There was a young man with him, who turned at that moment to say something with a laugh. He was white, good-looking in a knowing way, with sharply cut light-brown hair and the sort of smile on his face that made Kyle instinctively distrust the bearer. He’d seen plenty of young men like that in court, standing up in the witness box to cheerfully perjure themselves, then throwing a cheeky grin in the direction of the jury as if to say, Who, me?

This must be Mal.

He wore a pair of ripped jeans with a tight grey T-shirt and was walking way too close to Dev, their shoulders brushing with every step. God, their hips were practically touching. Kyle felt a sick, plummeting sensation in his stomach. Mal was far more suited to Dev than Kyle was, that much was clear.
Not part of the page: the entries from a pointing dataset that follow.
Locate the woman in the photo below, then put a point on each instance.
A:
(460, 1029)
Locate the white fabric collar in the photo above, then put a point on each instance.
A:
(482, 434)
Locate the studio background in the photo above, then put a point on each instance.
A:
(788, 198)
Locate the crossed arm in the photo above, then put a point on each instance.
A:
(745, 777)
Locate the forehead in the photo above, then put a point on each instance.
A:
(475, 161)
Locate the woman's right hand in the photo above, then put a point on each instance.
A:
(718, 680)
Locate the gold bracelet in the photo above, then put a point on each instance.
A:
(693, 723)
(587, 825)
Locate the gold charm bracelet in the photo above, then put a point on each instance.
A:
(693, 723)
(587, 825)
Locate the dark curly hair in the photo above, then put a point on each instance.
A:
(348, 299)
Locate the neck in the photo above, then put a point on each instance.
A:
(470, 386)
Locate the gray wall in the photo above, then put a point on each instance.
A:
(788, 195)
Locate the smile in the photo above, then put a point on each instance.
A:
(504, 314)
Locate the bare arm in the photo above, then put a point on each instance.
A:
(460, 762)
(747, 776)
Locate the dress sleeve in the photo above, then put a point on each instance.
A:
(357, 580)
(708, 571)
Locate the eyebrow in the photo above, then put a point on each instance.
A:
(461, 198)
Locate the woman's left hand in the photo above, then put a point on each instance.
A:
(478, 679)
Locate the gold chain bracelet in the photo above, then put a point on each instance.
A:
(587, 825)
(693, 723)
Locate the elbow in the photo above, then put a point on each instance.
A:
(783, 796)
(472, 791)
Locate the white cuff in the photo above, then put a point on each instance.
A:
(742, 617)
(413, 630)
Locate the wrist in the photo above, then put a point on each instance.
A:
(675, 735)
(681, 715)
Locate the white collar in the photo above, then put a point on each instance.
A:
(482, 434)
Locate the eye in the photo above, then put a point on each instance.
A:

They were the same age, from the same sort of background—not that Kyle gave a damn, but from what Ceri had said, it seemed Dev might.

And Mal almost certainly didn’t fall asleep while in company. Tired beyond belief, Kyle turned away and headed for home.

Three steps later he stopped dead, and turned around.

No, damn it. He wasn’t going to give up and fade into the background. And if his own experience had taught him anything, it was that things weren’t always what they seemed, or even what people said they were.

His heart pounding in a rib cage that felt suddenly, painfully tight, Kyle strode down towards the seafront to confront them.

And prayed he wasn’t about to have a cataplexy attack.